While the total bilateral trade volume of US$33.4 billion in 2006 was rigged to tip slightly in Russia's favor, both sides are acutely aware that the asymmetric composition of trade generates mutual friction and suspicion. The Russians think economic domination by China is a precursor to territorial expansion. China believes foot dragging on promised oil and gas pipeline construction is Russia's way of spoiling its continued expansion.

Hu Jintao's statements during his three-day visit probably reinforced rather than allayed Russian worries about Chinese trade prowess taking aim at the country and its resources. Despite expressions of "sincerity" about their political partnership, and saying trade was "of mutual benefit with a view to a win-win situation," Hu had announced before leaving Beijing that China's target was to double bilateral trade volume to US$60-80 billion by 2010.

In Moscow, Hu said he wanted to strengthen cooperation in infrastructure construction, energy, and raw material processing, expand regional trade links, and implement an agreement encouraging and protecting inter-governmental investment.

Chinese and Russian companies signed US$4.3 billion worth of contracts at the start of the largest trade fair China had ever mounted in a foreign country. Firms from China inked four deals, buying more than US$500 million of machinery and electronic goods from Russia, while Russians firms signed six contracts worth over $1.1 billion to buy Chinese machines and electronics.

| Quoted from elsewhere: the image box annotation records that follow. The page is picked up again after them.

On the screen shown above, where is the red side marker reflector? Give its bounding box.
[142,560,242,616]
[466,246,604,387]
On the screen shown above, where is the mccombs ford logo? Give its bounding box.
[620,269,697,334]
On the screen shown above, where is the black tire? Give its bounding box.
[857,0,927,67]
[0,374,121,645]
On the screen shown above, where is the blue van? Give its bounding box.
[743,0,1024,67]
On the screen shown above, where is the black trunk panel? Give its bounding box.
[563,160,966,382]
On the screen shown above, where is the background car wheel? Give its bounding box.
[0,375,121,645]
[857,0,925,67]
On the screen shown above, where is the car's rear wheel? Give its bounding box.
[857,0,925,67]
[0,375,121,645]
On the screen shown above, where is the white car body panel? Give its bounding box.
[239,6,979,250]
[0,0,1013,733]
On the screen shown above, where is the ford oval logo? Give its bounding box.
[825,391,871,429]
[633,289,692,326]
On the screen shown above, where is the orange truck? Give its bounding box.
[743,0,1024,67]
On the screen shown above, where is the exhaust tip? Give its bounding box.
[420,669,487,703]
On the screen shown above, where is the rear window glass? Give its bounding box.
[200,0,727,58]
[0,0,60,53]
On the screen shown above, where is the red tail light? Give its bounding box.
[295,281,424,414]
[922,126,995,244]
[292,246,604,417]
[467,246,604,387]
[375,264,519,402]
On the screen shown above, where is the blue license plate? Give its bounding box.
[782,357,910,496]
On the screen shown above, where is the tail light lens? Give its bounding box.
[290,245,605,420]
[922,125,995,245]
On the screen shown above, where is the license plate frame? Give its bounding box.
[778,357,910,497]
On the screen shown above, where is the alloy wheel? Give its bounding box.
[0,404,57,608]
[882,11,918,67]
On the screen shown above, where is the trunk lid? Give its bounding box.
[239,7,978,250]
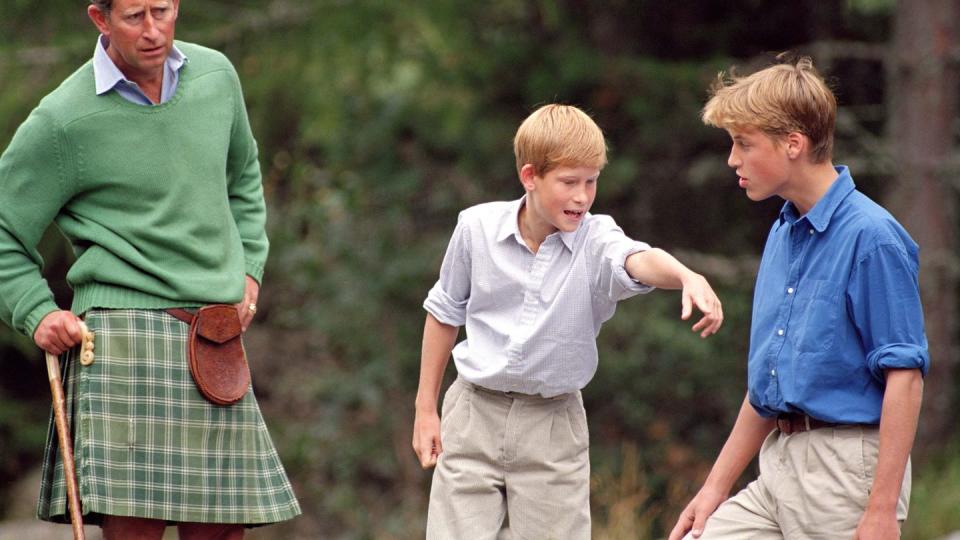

However, on the major objective of Russia ramping up oil and gas pipeline construction, China came away empty-handed, getting only promises that Russia would increase oil shipments by rail this year beyond the 320,000 barrels it sent per day in 2006.

While China is the world's second-largest consumer of oil and Russia is the second-largest producer, the fact that Saudi Arabia, Angola and Iran supply more energy to China than its neighbor speaks volumes on the current extent of their "strategic partnership."